Press "shift F10" during the install phase (GUI part)

It will open a comand prompt. Type taskmgr, goto applications, brouse, and you can look at your D drive to make sure the drive was addressed correctly .. it could have changed to another letter.


----------



## reliant_data (Jul 9, 2007)

Okay, I did that and the only drive that shows up in the browse window is C:. No cd drive.


----------



## bilbus (Aug 29, 2006)

As for the F6, you need to hit it as soon as the dell install starts, right when it boots up.

What is the eact error?
The file 'Asms' on CD-ROM is needed. Type the path where the file is located, and then click OK.
?


----------



## reliant_data (Jul 9, 2007)

FIXED!!! I got on the phone with a Dell Tech guy today and got this resolved. It turns out that the issue wasn't actually with the RAID drivers, but with the Chipset SATA controller drivers. The Dell Systems Management Tools and Documentation disk (v 5.5) didn't include the Broadcom HT1000 Chipset SATA Controller Drivers. Supposedly they're putting together a new disk with the correct drivers, but in case any one else runs into the same issue, here's what I had to do.

Go to the Dell Website and download the correct Chipset drivers for you machine. Mine for the T605 were at: http://ftp.us.dell.com/chipset/Broadcom_QDMA-Broadcom-Chips_A00_R174387.exe

Unzip the self-extracting file to a USB key or floppy (CD won't work because the drive won't be recognized)

Run the setup from the Dell SMTD Disk like normal. After the GUI Installation and a reboot, you'll get the message I described above asking for a path. 

Leave the window open (don't hit cancel!) and go to the Control Panel --> System --> Device Manager. Use 'Update Drivers' on the uninstalled device (mine was listed as a RAID Controller even though my Perc 6/i was listed as installed). 

Select the drivers from your USB key and, once the drivers install, you should be able to go back to the error window, click Browse and see the CD Drive. Put your SBS 2003 Disk in and Setup should resume as normal.

A+ for Dell Support on this one. It would have taken me forever to work this out without their help.

Thanks also to Bilbus on trying to help me out on this one. I appreciate it!


----------



## bilbus (Aug 29, 2006)

Strange, their boot disk should have loaded the drivers for you .. i beleve they use a linux ISO to preload the drivers.


----------



## reliant_data (Jul 9, 2007)

They do, but the technician said that for some reason those particular drivers had been overlooked.

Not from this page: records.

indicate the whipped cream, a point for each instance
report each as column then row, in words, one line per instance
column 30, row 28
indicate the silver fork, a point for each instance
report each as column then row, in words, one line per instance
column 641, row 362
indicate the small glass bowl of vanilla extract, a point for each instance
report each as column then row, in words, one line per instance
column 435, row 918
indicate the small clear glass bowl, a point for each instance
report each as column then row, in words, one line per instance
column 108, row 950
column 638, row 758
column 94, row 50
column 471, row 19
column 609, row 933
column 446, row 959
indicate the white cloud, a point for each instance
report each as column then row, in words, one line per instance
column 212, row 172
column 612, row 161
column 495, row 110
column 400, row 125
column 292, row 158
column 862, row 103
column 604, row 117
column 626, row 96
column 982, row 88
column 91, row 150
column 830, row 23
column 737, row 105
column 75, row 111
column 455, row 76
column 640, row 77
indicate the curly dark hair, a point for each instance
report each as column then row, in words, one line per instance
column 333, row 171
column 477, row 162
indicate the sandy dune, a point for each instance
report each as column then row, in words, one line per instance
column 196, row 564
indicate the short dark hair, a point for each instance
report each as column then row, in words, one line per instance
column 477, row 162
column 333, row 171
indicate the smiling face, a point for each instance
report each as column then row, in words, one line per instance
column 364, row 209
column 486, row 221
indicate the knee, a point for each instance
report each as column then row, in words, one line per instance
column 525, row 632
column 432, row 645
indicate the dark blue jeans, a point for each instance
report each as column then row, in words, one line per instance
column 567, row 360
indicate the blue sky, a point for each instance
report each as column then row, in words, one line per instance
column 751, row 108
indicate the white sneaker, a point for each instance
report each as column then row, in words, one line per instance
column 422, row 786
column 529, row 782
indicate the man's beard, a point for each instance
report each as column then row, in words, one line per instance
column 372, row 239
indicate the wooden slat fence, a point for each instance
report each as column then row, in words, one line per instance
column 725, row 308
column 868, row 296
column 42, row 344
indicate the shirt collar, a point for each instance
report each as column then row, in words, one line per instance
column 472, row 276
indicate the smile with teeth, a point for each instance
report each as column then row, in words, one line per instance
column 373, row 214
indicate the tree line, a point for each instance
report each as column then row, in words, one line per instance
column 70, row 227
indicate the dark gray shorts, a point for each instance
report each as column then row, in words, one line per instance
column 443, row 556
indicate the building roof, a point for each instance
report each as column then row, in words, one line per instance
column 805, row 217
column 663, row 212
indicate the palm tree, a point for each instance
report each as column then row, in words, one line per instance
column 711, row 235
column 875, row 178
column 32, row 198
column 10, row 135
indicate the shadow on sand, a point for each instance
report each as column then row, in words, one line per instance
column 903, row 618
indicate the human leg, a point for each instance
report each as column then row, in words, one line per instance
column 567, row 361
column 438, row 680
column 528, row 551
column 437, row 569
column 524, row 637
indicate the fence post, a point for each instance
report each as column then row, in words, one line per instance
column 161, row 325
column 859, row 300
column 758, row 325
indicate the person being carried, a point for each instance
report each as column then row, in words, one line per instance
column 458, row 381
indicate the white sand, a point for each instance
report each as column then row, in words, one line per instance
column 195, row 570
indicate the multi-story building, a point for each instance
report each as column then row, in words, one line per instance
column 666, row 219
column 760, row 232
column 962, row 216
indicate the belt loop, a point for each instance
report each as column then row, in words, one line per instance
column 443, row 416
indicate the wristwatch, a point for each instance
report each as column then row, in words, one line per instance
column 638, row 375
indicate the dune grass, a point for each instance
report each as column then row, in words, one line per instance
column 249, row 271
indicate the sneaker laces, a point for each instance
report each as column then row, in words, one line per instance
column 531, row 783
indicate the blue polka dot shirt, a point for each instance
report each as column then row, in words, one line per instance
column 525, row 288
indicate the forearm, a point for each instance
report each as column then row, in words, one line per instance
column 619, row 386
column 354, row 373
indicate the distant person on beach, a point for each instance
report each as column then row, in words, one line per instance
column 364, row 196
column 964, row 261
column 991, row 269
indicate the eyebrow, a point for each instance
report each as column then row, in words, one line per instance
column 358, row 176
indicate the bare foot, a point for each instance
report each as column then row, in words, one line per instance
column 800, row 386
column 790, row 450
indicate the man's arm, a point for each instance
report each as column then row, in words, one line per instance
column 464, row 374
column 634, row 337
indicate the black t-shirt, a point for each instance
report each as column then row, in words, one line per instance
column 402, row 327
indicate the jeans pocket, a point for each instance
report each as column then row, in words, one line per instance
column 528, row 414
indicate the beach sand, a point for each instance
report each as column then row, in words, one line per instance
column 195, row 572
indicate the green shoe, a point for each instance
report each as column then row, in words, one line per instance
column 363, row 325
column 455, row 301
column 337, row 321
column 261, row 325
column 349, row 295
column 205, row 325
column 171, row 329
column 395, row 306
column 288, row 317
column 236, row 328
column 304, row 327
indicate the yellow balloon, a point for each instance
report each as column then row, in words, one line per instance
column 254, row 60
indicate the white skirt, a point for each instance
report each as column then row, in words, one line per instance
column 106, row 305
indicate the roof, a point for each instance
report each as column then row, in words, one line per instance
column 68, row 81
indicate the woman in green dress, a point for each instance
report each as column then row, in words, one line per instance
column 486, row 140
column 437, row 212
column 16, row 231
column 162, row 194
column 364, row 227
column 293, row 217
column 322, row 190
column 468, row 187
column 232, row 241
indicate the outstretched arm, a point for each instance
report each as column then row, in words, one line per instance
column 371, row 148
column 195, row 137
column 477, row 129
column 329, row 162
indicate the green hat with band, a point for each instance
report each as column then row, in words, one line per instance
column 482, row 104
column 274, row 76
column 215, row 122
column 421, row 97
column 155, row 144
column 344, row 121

The server has an AMD processor, which is relatively new for Dell, so I guess they're still working out the kinks? We'll go with that anyway. In any case, the problem is supposed to be fixed with the next version of the SMTD, but, in the meantime, maybe this thread will help someone out.


----------



## bilbus (Aug 29, 2006)

Dell has had AMDs for many years now. Atleast 3 or 4.

that was just a screw up on dell's part.


----------